Pesquisas de intenção de voto para a eleição presidencial que se realiza amanhã no Uruguai sugerem que o candidato da coalizão de esquerda Frente Ampla, Tabaré Vázquez, poderá vencer já no primeiro turno. A mudança prevista reveste-se de especial ineditismo, pois encerra um ciclo conservador de 174 anos, ao longo do qual representantes dos partidos tradicionais, o Colorado e o Blanco, se revezaram no poder.
A confirmar-se a vitória de Vázquez, o Uruguai estará seguindo as pegadas de vários outros países latino-americanos, como Brasil e Argentina, nos quais governos identificados com as políticas de liberalização econômica que prosperaram na região na passagem da década de 1980 para 1990, foram sucedidos por candidatos de centro-esquerda.
Muito dependente de exportações para o Brasil, o Uruguai recebeu um primeiro choque com a desvalorização do real em 1999. Em 2001, com a bancarrota argentina, a recessão aprofundou-se ainda mais. O resultado mede-se em dólares e no aumento da pobreza.
Em 1998, o PIB uruguaio era da ordem de US$ 22 bilhões. No ano passado, ficou na casa dos US$ 11 bilhões. Dos 3,3 milhões de habitantes do país, 1,1 milhão são considerados pobres e, destes, 100 mil encontram-se abaixo da linha da indigência. Estima-se que 500 mil uruguaios vivam hoje no exterior.
São perdas que se tornam especialmente perceptíveis no país que algumas décadas atrás chegou a ser considerado a "Suíça latino-americana" e que se orgulhava de proporcionar a seus cidadãos excelente qualidade de vida e educação comparável à de países do Primeiro Mundo.
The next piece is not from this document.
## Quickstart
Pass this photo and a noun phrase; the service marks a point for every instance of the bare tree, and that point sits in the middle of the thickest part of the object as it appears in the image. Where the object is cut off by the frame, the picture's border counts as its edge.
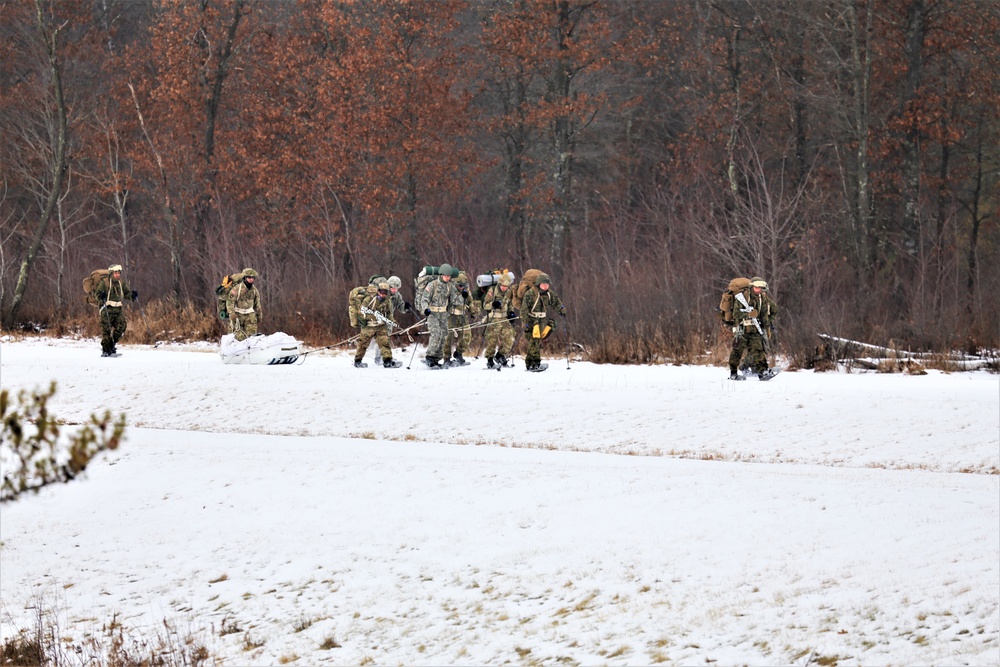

Um pouco como o presidente Luiz Inácio Lula da Silva -a quem é freqüentemente comparado-, Tabaré Vázquez, se de fato eleito, terá enormes dificuldades para concretizar as esperanças que a população deposita em seu governo. Além do irrealismo que em geral caracteriza esse tipo de expectativa, Vázquez terá de fazer uma administração conciliadora. Para obter maioria legislativa, deverá compor com a ala renovadora do Partido Nacional (blancos), o que tende a evitar experimentações arriscadas. Também como Lula, seu discurso, antes francamente esquerdista, está passando por um acelerado processo de moderação.
Mantendo-se, como tudo indica, dentro dos parâmetros de respeito às normas democráticas, a provável eleição de Tabaré Vázquez tende a ser politicamente benéfica, na medida em que, depois de quase dois séculos de bipartidarismo, levará aos uruguaios a experiência de uma real alternância do poder. Mesmo que isso signifique descobrir que mudanças são muito mais fáceis de prometer do que de realizar.